A partir de 1931, furent donnés à des arbres de la forêt de Tronçais  des noms de personnalités. Celui de Charles-Louis Philippe fut classé en 1937. Pour l’écrivain, les arbres portent au bien être. Il les aime comme des amis. Cet arbre se trouve à deux pas  du Rond Gardien (centre de la forêt) sur la route de Lurcy-Lévis. Il est proche de celui d’Emile Guillaumin, écrivain né et mort à Ygrande.

Quelques phrases de Charles-Louis Philippe…

Les chênes de la forêt n’ont pas des manières très douces, mais ils entrent pourtant en relations avec leurs voisins. Ils tendent une grande branche longue comme une gaffe pour accrocher le chêne d’à côté et voudraient l’approcher un peu de leur tête. Les chênes de la campagne sont en boule comme des hérissons . Les chênes de la forêt ont beaucoup de bras.

Il y a deux sortes de chênes. Les chênes de la campagne sont des ours. On ne les émeut pas facilement. J’ai connu des paysans qui leur ressemblaient. Ils vivent seuls.

Ce que j'aime le plus au monde,
les feuillages....

Les arbres ont besoin d’air calme pour s’épandre pendant l’été et pour méditer pendant l’hiver. Nous sommes pareils aux arbres.

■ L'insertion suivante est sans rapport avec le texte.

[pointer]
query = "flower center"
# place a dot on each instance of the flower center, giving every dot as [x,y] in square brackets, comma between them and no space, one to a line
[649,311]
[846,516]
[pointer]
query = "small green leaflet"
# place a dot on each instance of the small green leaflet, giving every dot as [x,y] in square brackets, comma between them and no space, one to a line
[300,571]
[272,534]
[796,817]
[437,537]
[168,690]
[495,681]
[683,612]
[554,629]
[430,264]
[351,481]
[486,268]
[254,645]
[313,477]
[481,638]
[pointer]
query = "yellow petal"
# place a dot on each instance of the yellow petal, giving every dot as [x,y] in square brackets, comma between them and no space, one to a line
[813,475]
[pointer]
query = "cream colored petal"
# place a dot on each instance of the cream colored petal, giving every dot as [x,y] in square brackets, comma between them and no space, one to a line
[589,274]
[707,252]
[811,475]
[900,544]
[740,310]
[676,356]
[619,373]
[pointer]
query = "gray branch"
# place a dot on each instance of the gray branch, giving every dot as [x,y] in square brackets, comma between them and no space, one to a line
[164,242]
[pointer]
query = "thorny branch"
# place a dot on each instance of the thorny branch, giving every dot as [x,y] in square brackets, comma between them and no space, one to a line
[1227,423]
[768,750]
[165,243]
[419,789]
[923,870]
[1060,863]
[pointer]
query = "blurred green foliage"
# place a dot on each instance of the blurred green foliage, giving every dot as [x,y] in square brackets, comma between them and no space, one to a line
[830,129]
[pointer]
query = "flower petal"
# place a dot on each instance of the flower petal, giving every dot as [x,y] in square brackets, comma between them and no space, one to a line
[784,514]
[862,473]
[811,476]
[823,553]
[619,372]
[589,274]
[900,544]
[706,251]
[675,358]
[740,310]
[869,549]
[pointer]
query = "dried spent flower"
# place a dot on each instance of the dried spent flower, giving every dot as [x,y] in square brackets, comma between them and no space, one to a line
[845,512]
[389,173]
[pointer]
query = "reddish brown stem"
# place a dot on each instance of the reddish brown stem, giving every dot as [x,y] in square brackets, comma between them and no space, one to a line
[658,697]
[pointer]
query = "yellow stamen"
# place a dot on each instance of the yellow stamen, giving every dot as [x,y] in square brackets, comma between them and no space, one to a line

Et je me suis couché à l’ombre des arbres, seul à tous les âges de ma vie, et j’ai lu les livres qu’il fallait lire, et j’ai pensé et j’ai senti que les branches m’aimaient lorsqu’elles berçaient l’air entre leurs feuilles.

Je vais travailler tous les matins dans un petit bois de sapins…C’est mon cabinet de travail. Il y fait un silence complet.
La forêt est très belle aussi, je m’y assieds pendant longtemps, on croirait qu’on entend glisser les nuages.